Surface-induced melting and structural evolution of Fe2O3 nanoparticles: Insight from molecular dynamics simulation

RB Zeng and H Ding and ZJ Shen and QF Liang and HF Liu, CHEMICAL ENGINEERING JOURNAL, 526, 171094 (2025).

DOI: 10.1016/j.cej.2025.171094

Molecular dynamics simulation is to investigate the atomic thermal diffusion and crystal structure evolution during the surface-induced melting of Fe2O3 nanoparticles (NPs). The melting process of Fe2O3 NPs adheres to the liquid-shell melting mechanism, progressing from surface pre-melting to core melting.

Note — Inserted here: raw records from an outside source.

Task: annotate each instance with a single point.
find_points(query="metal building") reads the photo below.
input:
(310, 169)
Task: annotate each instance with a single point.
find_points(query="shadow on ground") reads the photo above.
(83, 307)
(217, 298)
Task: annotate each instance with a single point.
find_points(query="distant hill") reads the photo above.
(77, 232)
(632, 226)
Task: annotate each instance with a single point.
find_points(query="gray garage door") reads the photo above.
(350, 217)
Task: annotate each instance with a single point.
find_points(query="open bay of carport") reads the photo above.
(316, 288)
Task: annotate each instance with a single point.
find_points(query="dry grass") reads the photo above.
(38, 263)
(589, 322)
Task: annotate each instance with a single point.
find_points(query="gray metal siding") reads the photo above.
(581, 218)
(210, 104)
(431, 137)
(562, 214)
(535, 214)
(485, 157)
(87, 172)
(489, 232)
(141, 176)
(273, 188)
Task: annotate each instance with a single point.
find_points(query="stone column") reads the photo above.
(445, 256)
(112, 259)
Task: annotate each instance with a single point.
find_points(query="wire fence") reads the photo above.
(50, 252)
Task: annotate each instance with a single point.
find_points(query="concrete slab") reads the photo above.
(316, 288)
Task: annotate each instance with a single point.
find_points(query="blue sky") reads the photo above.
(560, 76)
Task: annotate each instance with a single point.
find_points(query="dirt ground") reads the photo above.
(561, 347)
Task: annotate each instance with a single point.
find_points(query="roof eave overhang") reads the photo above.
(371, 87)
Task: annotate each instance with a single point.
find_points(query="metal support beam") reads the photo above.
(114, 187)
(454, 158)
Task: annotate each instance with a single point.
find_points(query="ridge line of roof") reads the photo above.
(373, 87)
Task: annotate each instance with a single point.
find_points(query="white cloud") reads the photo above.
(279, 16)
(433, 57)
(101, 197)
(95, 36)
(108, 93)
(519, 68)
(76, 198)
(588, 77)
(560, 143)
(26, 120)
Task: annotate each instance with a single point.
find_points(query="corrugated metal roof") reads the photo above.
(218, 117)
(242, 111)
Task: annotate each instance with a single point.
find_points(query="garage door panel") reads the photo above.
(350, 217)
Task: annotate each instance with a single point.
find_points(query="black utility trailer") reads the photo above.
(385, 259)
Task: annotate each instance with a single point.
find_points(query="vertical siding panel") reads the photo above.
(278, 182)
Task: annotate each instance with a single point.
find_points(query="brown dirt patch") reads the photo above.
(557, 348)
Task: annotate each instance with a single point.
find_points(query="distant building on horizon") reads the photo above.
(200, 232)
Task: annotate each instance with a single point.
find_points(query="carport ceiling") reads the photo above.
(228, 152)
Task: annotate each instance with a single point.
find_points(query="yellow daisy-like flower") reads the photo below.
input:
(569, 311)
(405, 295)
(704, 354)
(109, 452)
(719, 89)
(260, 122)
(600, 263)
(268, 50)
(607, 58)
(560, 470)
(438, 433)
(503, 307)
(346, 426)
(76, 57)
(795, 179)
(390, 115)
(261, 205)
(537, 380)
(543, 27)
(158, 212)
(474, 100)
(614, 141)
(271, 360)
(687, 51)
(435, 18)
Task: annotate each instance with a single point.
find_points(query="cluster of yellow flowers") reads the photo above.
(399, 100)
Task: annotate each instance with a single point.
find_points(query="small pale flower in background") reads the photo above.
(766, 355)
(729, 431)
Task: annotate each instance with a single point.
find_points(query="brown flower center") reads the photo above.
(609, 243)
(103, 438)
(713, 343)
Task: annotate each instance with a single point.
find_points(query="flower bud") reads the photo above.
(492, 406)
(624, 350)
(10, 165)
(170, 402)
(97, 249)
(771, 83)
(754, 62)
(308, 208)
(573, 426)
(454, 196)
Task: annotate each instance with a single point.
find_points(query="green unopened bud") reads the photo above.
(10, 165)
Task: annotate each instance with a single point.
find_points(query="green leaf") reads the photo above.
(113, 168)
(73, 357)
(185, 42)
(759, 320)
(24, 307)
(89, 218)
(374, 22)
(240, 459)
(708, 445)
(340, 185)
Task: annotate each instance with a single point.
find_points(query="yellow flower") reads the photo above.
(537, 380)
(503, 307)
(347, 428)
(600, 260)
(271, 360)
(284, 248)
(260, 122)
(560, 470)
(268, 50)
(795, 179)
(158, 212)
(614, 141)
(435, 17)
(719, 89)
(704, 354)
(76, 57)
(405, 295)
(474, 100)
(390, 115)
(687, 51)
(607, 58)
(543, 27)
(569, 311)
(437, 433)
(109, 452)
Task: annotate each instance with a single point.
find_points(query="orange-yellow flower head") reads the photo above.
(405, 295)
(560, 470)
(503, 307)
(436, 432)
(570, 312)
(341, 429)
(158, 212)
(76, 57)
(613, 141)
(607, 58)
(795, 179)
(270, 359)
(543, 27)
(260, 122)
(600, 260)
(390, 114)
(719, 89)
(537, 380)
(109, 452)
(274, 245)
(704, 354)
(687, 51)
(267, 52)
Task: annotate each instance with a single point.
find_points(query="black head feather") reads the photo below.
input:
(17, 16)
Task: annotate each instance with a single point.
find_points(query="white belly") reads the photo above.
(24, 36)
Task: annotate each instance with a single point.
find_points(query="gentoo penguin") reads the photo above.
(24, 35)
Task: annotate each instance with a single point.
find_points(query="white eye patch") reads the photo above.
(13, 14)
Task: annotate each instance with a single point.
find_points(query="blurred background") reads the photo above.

The size effect contributes to a reduction in the melting point, with smaller particles exhibiting more pronounced surface energy-induced pre-melting. A gradual decrease in atomic migration activity from the surface to the core, where surface atoms are progressively activated and transferred layer by layer. Fe and O atom transiting forms are coordinated states. Additionally, the local structures of Fe and O atoms transform from body-centered cubic (BCC) and hexagonal close-packed (HCP) arrangements to amorphous configurations, respectively. A critical temperature (1300K) is identified at which Fe2O3 NPs transit from a crystalline to an amorphous state. The surface-induced melting and structural evolution mechanism of Fe2O3 nanoparticles is proposed.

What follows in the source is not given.